‘Mudras Calling’ actor Zenn Kyi wants to end Myanmar’s ‘copying’ culture


Actor Zenn Kyi has recently become the darling of the Myanmar film world with his breakout role in Mudras Calling. His newfound fame brings with it obsessive fans who are hungry to find out all they can about the movie star. One interesting fact that has been uncovered is that Zenn Kyi is a thoughtful writer who has strong opinions about the education system in Myanmar and the phenomenon of what he calls “copying work.”

In a Facebook post from late 2016 that has gone viral in recent weeks, the actor describes his contempt for Myanmar people’s penchant for copying the work of others rather than creating their own.

He writes: “In Burma, working a job that consists of copying (stealing) is not deemed as shameful yet. They are also not yet able to see that it is shameful…Because the majority do not know that stealing work is a serious crime, they are not ashamed. I believe that it is a minority of people who brazenly, obviously, shamelessly, and without dignity copy out of great greed.”

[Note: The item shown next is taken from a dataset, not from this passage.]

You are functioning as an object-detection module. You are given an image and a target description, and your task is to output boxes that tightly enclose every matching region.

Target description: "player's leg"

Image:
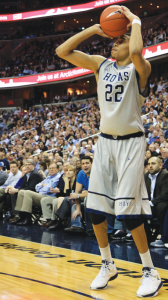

Zenn Kyi’s essay goes on to identify Myanmar’s education system as the main culprit for imbuing Myanmar people with this mindset. He draws from his experiences attending high school and university in the United States, saying: “If a student were to present an essay with one paragraph copied from one book, another from another book, and another from the internet, the teachers would know. In that case, the essay would receive an F (zero). They would be called in to meet with the teacher in person, lectured about why this is a bad thing, and it would be recorded in a record that they did this. If it happened again, the news would reach the principal. From the principal, it would be relayed to the parents. If it happened a third time, they would be expelled from the school.

“That’s why most students don’t dare to do it. They write as much as they know, as much as they remember, and turn it in. This is the only way teachers can correctly and carefully determine what level the students are at! Like how this system teaches students that plagiarism equals shame, it also gets students in the habit of turning their projects in on time. Sometimes, two or three subjects will coincide to pile on multiple projects and assignments at the same time. When that happens, time management becomes very important, and students simultaneously learn that they need to respect their time.”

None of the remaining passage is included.